What to Expect When You're Expecting
(A Game Jam)

"A game jam is a gathering of game developers for the purpose of planning, designing, and creating one or more games within a short span of time, usually ranging between 24 to 48 hours. Game developers are generally made up of programmers, game designers, artists, and others in game development-related fields."

So it's your first time participating in a game jam. How do you prepare? What do you bring? What do you need? What should you forget? Here's some pointers on what you should do in advance, and what to expect when you're there.

Bring Gear and Goodies

While this is largely dependent on the type of jam you're attending and where it's taking place, it's not a bad idea to bring your own gear with you. Typically this means a laptop, but if you don't have one see if you can bring your desktop rig to the event. As well as your computer, bring any other equipment you think you might need or might help others at the event. Anything from drawing tablets to VR gear, if it's something you think is worth sharing to try out, bring it!

Again depending on where the jam you're attending takes place and what sort of rules the location might have, bringing food/drinks isn't a bad idea either. Working on an empty stomach is a horrible experience, and usually a bit of caffeine doesn't hurt things either.

Open Your Mind

A game jam is meant to be a chance for you to do something new and exciting. Sometimes (in fact, most of the time) it means stepping outside your comfort zone, be it in terms of what it is you're actually working on, the tools you're using, or even the kind of team you're working with. And that's a good thing! The only way anyone ever learns anything is by trying something different, and a jam is a great way to do just that.

Get Ready to Fail

Fail might be the wrong word here, but it'll be the first one that comes to mind when it does happen. And it probably will. Chances are good no matter what you create over the course of the jam, there'll be a million things "wrong" with it. The mechanics are broken, the sprites aren't correct, the audio sounds terrible, etc. Any one of these things might seem like a failure at first, but that's completely the wrong way to look at it. The whole point of a jam is to learn something. So when you "fail" at something, all you've done is learn one way to not do something, and that usually leads to new thoughts that might (and probably will be) more successful!

Get Risky

Most game jammers set out to complete a working prototype of some type of game within about 48 hours. 48 hours is not much time at all, especially to make a game in. With that in mind, get experimental! It's a perfect chance to try out an idea that some might say is completely crazy, or that can't be done. With it only being a short amount of time to hammer something out, if it doesn't work then no big deal! It was a weekend, and you learned that hey, maybe it wasn't such a great idea after all. OR, maybe, just maybe, you come out of the weekend with a functioning, playable prototype that not only proves your idea wasn't that crazy, but in fact show's it was pretty fantastic! So don't be afraid to take risks, because at the end of it you'll still come out with something.

Livestream It

You'd be amazed how encouraging livestreaming your work process can be if you've never done it before. Instead of it being the distraction you might think it could be, it pushes you to work harder and smarter, AND it gets you a bit of an audience, which can be kinda nice. And with services like Twitch, viewers can jump into a chatroom with you and each other, and provide valuable feedback and encouragement as well. It's definitely not a requirement, and I'm not sure it's something you would want to do all the time, but at least try it if you haven't before, just to see how you like it.

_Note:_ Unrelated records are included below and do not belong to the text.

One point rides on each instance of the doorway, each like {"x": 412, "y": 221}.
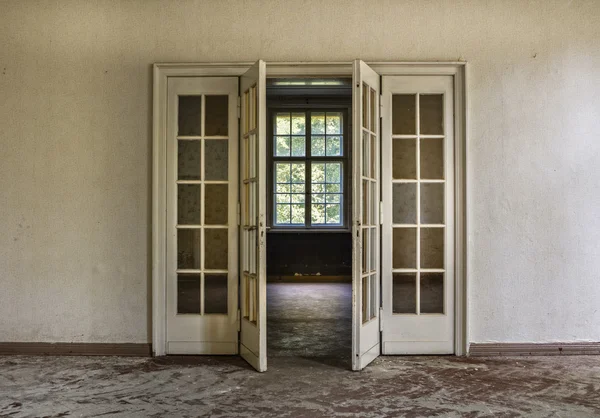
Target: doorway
{"x": 309, "y": 240}
{"x": 391, "y": 255}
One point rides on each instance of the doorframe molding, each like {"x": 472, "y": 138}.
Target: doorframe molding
{"x": 161, "y": 73}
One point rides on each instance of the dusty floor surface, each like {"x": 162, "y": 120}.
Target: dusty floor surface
{"x": 309, "y": 320}
{"x": 309, "y": 337}
{"x": 299, "y": 387}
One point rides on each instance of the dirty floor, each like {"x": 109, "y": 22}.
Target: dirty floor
{"x": 308, "y": 376}
{"x": 310, "y": 320}
{"x": 299, "y": 387}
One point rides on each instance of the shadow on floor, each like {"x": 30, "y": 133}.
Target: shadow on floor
{"x": 311, "y": 321}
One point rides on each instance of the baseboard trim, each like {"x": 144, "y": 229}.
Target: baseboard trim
{"x": 308, "y": 279}
{"x": 76, "y": 349}
{"x": 533, "y": 349}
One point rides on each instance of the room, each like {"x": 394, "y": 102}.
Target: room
{"x": 483, "y": 244}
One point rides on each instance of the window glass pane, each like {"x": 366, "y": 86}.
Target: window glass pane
{"x": 333, "y": 123}
{"x": 188, "y": 204}
{"x": 404, "y": 114}
{"x": 432, "y": 248}
{"x": 333, "y": 198}
{"x": 298, "y": 124}
{"x": 283, "y": 188}
{"x": 283, "y": 198}
{"x": 289, "y": 193}
{"x": 190, "y": 115}
{"x": 298, "y": 146}
{"x": 216, "y": 204}
{"x": 282, "y": 146}
{"x": 298, "y": 172}
{"x": 431, "y": 109}
{"x": 326, "y": 179}
{"x": 298, "y": 214}
{"x": 404, "y": 159}
{"x": 318, "y": 146}
{"x": 318, "y": 198}
{"x": 318, "y": 173}
{"x": 404, "y": 293}
{"x": 317, "y": 123}
{"x": 189, "y": 160}
{"x": 216, "y": 116}
{"x": 404, "y": 248}
{"x": 215, "y": 248}
{"x": 318, "y": 214}
{"x": 188, "y": 249}
{"x": 217, "y": 159}
{"x": 215, "y": 294}
{"x": 333, "y": 214}
{"x": 432, "y": 203}
{"x": 333, "y": 172}
{"x": 334, "y": 146}
{"x": 284, "y": 214}
{"x": 282, "y": 124}
{"x": 432, "y": 292}
{"x": 188, "y": 293}
{"x": 333, "y": 188}
{"x": 404, "y": 203}
{"x": 432, "y": 158}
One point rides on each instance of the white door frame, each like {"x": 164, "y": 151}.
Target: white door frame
{"x": 162, "y": 72}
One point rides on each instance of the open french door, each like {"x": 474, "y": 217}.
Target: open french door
{"x": 418, "y": 215}
{"x": 365, "y": 209}
{"x": 253, "y": 330}
{"x": 202, "y": 237}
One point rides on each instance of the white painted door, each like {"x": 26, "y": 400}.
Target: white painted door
{"x": 418, "y": 215}
{"x": 253, "y": 347}
{"x": 202, "y": 239}
{"x": 365, "y": 210}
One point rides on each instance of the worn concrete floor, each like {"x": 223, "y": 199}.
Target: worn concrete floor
{"x": 308, "y": 376}
{"x": 310, "y": 320}
{"x": 299, "y": 387}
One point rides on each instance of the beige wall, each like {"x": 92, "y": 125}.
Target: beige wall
{"x": 75, "y": 136}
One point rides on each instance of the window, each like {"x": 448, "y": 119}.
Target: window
{"x": 309, "y": 168}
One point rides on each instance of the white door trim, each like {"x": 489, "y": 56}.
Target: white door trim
{"x": 161, "y": 71}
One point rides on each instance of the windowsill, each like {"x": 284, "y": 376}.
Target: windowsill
{"x": 301, "y": 230}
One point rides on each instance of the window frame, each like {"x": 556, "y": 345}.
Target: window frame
{"x": 344, "y": 159}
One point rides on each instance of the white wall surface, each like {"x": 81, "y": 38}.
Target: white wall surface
{"x": 75, "y": 147}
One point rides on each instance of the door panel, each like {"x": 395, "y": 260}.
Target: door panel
{"x": 418, "y": 215}
{"x": 253, "y": 347}
{"x": 202, "y": 240}
{"x": 365, "y": 209}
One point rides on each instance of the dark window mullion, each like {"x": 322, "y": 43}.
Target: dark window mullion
{"x": 308, "y": 177}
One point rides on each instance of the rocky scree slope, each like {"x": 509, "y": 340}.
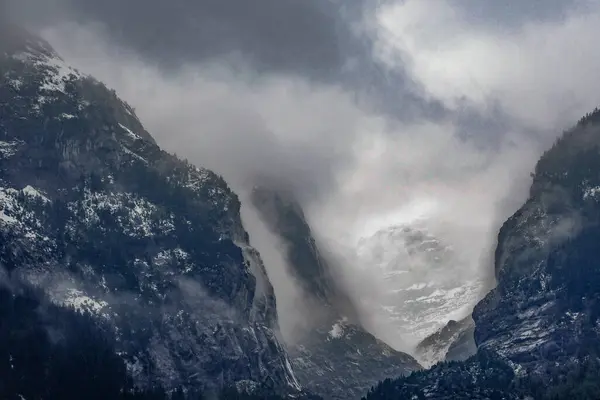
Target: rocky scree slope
{"x": 96, "y": 215}
{"x": 542, "y": 320}
{"x": 335, "y": 356}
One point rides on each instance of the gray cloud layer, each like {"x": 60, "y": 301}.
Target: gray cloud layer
{"x": 272, "y": 35}
{"x": 366, "y": 113}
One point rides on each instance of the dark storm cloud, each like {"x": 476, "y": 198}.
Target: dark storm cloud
{"x": 279, "y": 35}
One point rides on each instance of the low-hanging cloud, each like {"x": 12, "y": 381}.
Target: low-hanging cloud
{"x": 475, "y": 102}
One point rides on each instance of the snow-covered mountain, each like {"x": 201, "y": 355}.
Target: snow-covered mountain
{"x": 334, "y": 356}
{"x": 425, "y": 283}
{"x": 98, "y": 217}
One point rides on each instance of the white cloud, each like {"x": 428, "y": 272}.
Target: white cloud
{"x": 355, "y": 170}
{"x": 543, "y": 73}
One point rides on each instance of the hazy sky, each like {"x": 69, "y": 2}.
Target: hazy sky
{"x": 367, "y": 109}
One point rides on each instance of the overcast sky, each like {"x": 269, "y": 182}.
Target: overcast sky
{"x": 365, "y": 108}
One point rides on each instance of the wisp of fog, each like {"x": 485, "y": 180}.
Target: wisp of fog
{"x": 428, "y": 112}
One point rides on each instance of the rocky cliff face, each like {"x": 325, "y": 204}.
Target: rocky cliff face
{"x": 545, "y": 307}
{"x": 336, "y": 357}
{"x": 454, "y": 342}
{"x": 93, "y": 212}
{"x": 542, "y": 319}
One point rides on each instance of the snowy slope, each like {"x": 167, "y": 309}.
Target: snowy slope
{"x": 425, "y": 283}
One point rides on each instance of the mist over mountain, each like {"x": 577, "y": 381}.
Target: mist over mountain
{"x": 404, "y": 132}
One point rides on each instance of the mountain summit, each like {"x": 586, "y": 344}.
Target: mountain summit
{"x": 100, "y": 219}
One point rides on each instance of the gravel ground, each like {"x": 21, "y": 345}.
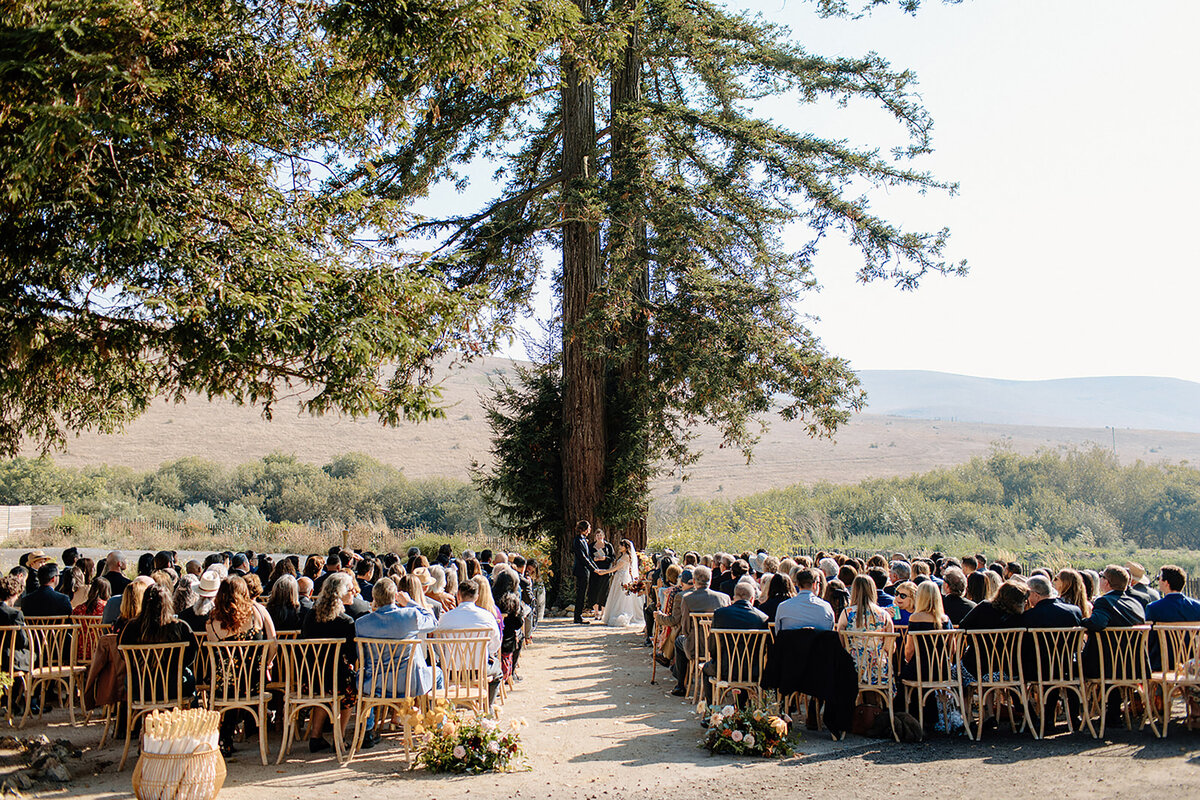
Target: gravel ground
{"x": 599, "y": 731}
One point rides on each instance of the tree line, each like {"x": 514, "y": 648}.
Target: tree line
{"x": 1073, "y": 500}
{"x": 276, "y": 488}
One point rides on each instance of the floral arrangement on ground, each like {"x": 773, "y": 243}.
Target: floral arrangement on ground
{"x": 751, "y": 731}
{"x": 454, "y": 740}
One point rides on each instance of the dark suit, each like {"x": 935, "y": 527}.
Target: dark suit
{"x": 1114, "y": 609}
{"x": 738, "y": 615}
{"x": 1173, "y": 607}
{"x": 46, "y": 601}
{"x": 12, "y": 617}
{"x": 583, "y": 567}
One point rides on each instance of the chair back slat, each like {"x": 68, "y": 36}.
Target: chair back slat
{"x": 935, "y": 654}
{"x": 390, "y": 663}
{"x": 1123, "y": 654}
{"x": 1179, "y": 650}
{"x": 996, "y": 655}
{"x": 871, "y": 651}
{"x": 741, "y": 655}
{"x": 237, "y": 671}
{"x": 462, "y": 657}
{"x": 701, "y": 624}
{"x": 311, "y": 668}
{"x": 53, "y": 644}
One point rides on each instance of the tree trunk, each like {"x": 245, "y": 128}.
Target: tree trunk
{"x": 583, "y": 397}
{"x": 630, "y": 275}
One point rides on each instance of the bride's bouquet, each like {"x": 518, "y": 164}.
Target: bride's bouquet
{"x": 753, "y": 731}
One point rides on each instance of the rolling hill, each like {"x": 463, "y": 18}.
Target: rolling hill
{"x": 892, "y": 439}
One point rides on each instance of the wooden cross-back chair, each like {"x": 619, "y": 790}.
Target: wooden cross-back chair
{"x": 873, "y": 654}
{"x": 1125, "y": 668}
{"x": 700, "y": 624}
{"x": 238, "y": 681}
{"x": 936, "y": 655}
{"x": 1056, "y": 657}
{"x": 10, "y": 638}
{"x": 310, "y": 681}
{"x": 90, "y": 630}
{"x": 462, "y": 657}
{"x": 393, "y": 665}
{"x": 52, "y": 649}
{"x": 1179, "y": 650}
{"x": 739, "y": 657}
{"x": 997, "y": 669}
{"x": 154, "y": 680}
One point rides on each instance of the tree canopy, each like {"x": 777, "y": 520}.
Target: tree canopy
{"x": 175, "y": 217}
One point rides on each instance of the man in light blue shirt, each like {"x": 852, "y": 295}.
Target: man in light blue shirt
{"x": 805, "y": 609}
{"x": 395, "y": 617}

Some people say that jams should be spent filling your body with as much caffeine as possible, because sleep is for wimps. That's dumb. Nobody should ever do that. Yes, a weekend is not a lot of time to make something. But trying to push out a finished, decent game by the end of a weekend without getting any rest is even more difficult. I'm not saying you should sleep 12 hours a night (though, if that's your thing, awesome!), but pulling all-nighters usually just leads to headaches, body aches, achey aches, and a bad end result.

I'd make another blurb for hygiene as well, but that should be pretty common sense. I hope.

Have Fun!

Seriously, the best part about participating in a game jam is it's a good time. Hang with old friends, make new ones, and just work together to make something awesome and have a good time doing it.